En résumé, l’approche que je défends est ancrée dans les principes du pluralisme et du pragmatisme : aucun système n’est définitivement le modèle formel que nous en avons, et, si nous abandonnons l’idée que tout doit ressembler à notre outil favori, nous sommes libérés pour faire le travail important à caractériser réellement les ensembles d’outils qui peuvent ouvrir de nouvelles frontières.

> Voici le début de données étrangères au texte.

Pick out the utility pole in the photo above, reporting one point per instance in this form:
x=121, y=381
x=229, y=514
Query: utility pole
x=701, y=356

En tant que scientifiques et philosophes, nous avons le devoir d’offrir à chacun des récits réalistes, fondés sur des métamorphoses progressives le long d’un continuum — et non des transitions magiques et brutales — ainsi qu’une description des outils que nous proposons d’utiliser pour interagir avec un large éventail de systèmes, et d’un engagement en faveur de l’évaluation empirique de ces outils. Nous devons lutter contre notre cécité innée avec de nouvelles théories dans le domaine de l’intelligence diversifiée et la technologie facilitatrice qu’elle permet, tout comme une théorie et un appareil pour l’électromagnétisme ont permis d’accéder à un spectre énorme et unificateur de phénomènes dont nous n’avions auparavant que des aperçus étroits et disparates.

Nous devons résister à la tentation de voir les limites de la réalité dans les limites de nos modèles formels. Tout, même les choses qui nous paraissent simples, est beaucoup plus que ce que nous pensons parce que nous sommes, nous aussi, des observateurs finis — de merveilleux esprits incarnés avec des perspectives limitées, mais un potentiel énorme et la responsabilité morale de faire les choses (au moins un peu) correctement.

Michael Levin est professeur émérite et titulaire de la chaire Vannevar Bush au département de biologie de l’université Tufts, ainsi que directeur de l’Allen Discovery Center à Tufts et membre associé à l’Institut Wyss pour l’ingénierie bio-inspirée de l’université Harvard.